FOTO. Pomoc Ukraińcom. Prezydent z apelem do rządu

Prezydent Białegostoku spotkał się dziś (11.03) z wójtami Korycina i Juchnowca Kościelnego. Efektem jest apel do rządu - o lepszą koordynację pomocy i wsparcie finansowe dla Ukraińców. Samorządowcy poinformowali o działaniach, które podejmują na rzecz uchodźców.

Podlascy samorządowcy spotkali się w punkcie darów na Stadionie Miejskim w Białymstoku [fot. Patryk Śledź/bia24.pl]

Podlascy samorządowcy spotkali się w punkcie darów na Stadionie Miejskim w Białymstoku [fot. Patryk Śledź/bia24.pl]

Ruch "Tak! Samorządy dla Polski" przeprowadził ankietę, z której wynika, że 94 proc. samorządów w kraju zaangażowało się w pomoc Ukraińcom poprzez utworzenie punktów zbiórki darów, 60 proc. gmin zoorganizowało pomoc psychologiczną. Samorządy wysłały łącznie 100 tirów i 4 pociągi z rzeczami dla poszkodowanych wojną.

- Musimy przygotować się na jeszcze większą liczbę uchodźców w Polsce. Istnieją szacunki, że do Polski napłynie 5,5 mln osób. Zwracamy się z apelem o koordynację działań przez rząd, o zapewnienie stabilnych warunków finansowych Ukraińcom. Sytuacja w wielu miastach jest dramatyczna, ludzi przybywa, u nas w porównaniu z Krakowem, Warszawą czy Poznaniem nie jest źle, ale to będzie się dynamicznie zmieniać. Również mniejsze miejscowości będą miejscem relokacji uchodźców - mówił Tadeusz Truskolaski, prezydent Białegostoku.

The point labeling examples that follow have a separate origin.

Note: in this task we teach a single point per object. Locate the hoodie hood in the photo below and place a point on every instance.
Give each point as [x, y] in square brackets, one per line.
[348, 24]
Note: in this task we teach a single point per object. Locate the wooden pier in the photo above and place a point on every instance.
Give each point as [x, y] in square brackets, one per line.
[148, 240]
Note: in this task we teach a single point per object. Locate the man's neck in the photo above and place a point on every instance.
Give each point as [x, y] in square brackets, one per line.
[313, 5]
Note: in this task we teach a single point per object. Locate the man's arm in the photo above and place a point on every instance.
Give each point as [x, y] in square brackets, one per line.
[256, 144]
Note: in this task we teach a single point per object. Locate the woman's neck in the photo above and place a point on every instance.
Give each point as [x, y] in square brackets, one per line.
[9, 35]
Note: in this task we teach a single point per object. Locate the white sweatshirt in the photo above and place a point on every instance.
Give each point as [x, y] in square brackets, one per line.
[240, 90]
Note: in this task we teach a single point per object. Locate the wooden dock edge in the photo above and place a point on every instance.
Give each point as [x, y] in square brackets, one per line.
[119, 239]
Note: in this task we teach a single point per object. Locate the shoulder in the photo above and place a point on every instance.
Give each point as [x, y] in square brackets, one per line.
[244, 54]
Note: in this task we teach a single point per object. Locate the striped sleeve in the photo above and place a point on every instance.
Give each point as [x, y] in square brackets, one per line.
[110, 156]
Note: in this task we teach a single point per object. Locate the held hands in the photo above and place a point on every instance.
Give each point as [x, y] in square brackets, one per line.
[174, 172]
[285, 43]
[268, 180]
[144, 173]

Miasto Białystok utworzyło na Stadionie Miejskim w Białymstoku (obok boiska bocznego) punkt kompleksowej zbiórki darów. Miejsce jest otwarte w godz. 9:00-19:00. Rzeczy można przynosić także do budynku Urzędu Miejskiego i bialostockich szkół publicznych. Prezydent podkreślił, że Miasto jest w stanie przyjąć w swoich ośrodkach więcej niż zapowiadane dla wojewody 5700 osób. Nie podał jednak dokładnej liczby. Dodał również, że niewielu Ukraińców chce pozostać w Białymstoku ze względu na bliską odległość do Białorusi - mają bać się, że tu przeniesie się "teatr działań wojennych". Problemem jest też niewielka lokalna społecznośc ukraińska.

- Do Polski przedostało się ponad 1,5 mln uchodźców, Ci ludzie zostali zakwaterowani w znacznej większości przez mieszkańców, organizacje pozarządowe i samorządy, bez praktycznie żadnej pomocy panstwa. My tu jeszcze na Podlasiu jesteśmy na tzw. "drugim froncie" tej nieszczęsnej wojny. Wszyscy się przygotowujemy do relokacji - dodał Mirosław Lech, wójt gminy Korycin.

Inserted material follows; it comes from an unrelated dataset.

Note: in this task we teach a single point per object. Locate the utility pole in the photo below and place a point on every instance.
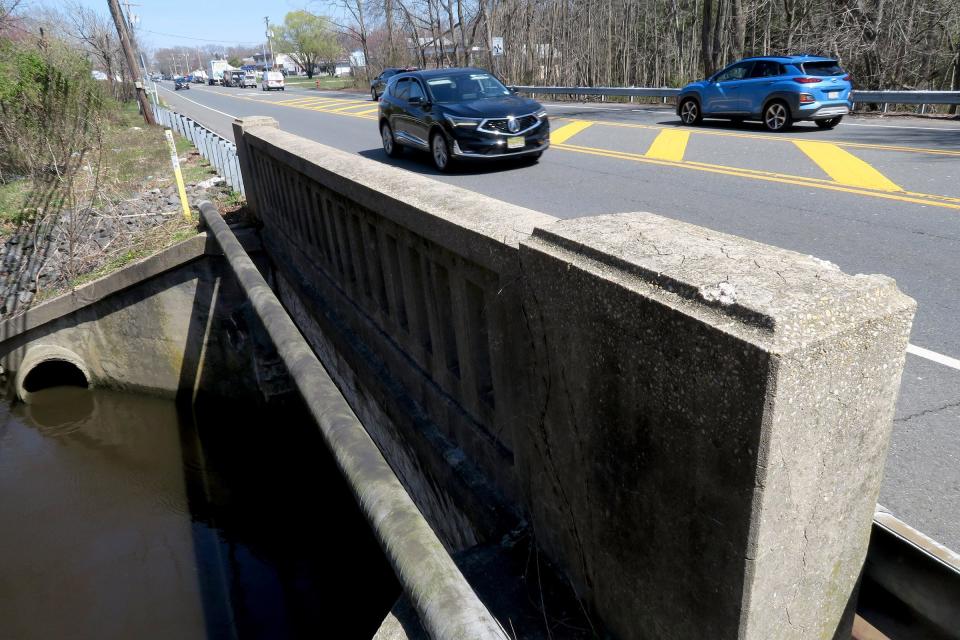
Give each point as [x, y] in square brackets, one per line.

Gmina Korycin przystosowuje i wyposaża z własnych funduszy mieszkania dla uchodźców, gromadzi również dary - przede wszystkim produkty żywnościowe.

- W tej sytuacji, jaką mamy w chwili obecnej najbardziej sprawdzili się mieszkańcy naszych gmin, miast. To dzięki nim, ich dobrym sercom, ta pomoc Ukraińcom jest w ogóle w stanie funkcjonować. Trzeba pamiętać, że to się nie skończy jutro czy za tydzień, to potrwa o wiele dłużej - zaznaczał Krzysztof Marcinowicz, wójt gminy Juchnowiec Kościelny.

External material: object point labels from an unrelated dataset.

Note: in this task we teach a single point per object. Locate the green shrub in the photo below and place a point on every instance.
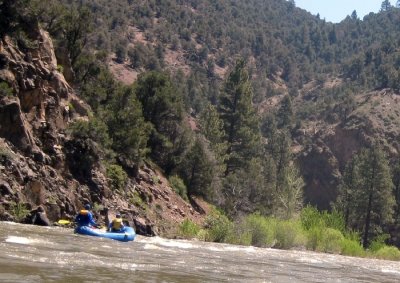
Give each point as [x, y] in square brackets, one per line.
[19, 211]
[189, 229]
[388, 252]
[310, 217]
[219, 228]
[314, 238]
[378, 242]
[117, 177]
[352, 247]
[258, 231]
[289, 234]
[179, 186]
[331, 241]
[334, 220]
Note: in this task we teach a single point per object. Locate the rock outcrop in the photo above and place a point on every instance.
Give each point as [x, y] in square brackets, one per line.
[41, 165]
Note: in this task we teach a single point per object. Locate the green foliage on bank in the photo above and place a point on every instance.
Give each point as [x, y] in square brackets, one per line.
[315, 231]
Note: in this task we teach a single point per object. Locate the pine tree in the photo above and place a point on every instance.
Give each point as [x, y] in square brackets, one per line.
[354, 15]
[289, 197]
[396, 183]
[241, 125]
[162, 106]
[369, 198]
[127, 127]
[386, 6]
[285, 113]
[197, 169]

Podczas zorganizowanej na Stadionie Miejskim w Białymstoku konferencji, samorządowcy podzielili się swoimi przemyśleniami na temat polityki prowadzonej przez rząd wobec sytuacji na Ukrainie. Prezydent Białegostoku zaznaczył m.in., że rząd nie powinien informować opinii publicznej o kwestiach dot. zbrojeń. Jego zdaniem te działania powinny być tajne, ale skuteczne. Proponował także, by państwo utworzyło tymczasowo tzw. miasteczka pobytowe dla osób, które uciekły z ogarniętej wojną Ukrainy. Powiedział też, że nie narzeka na współpracę z wojewodą podlaskim.

- Tu chodzi o to, że pan wojewoda mówi to, co usłyszy godzinę wcześniej od rządzących. On jest przekaźnikiem, reprezentantem rządu w regionie i działa tak, jak działa rząd. Osobiście nie mam do niego żadnych uwag, natomiast do całego systemu - jak najbardziej - mówił Tadeusz Truskolaski.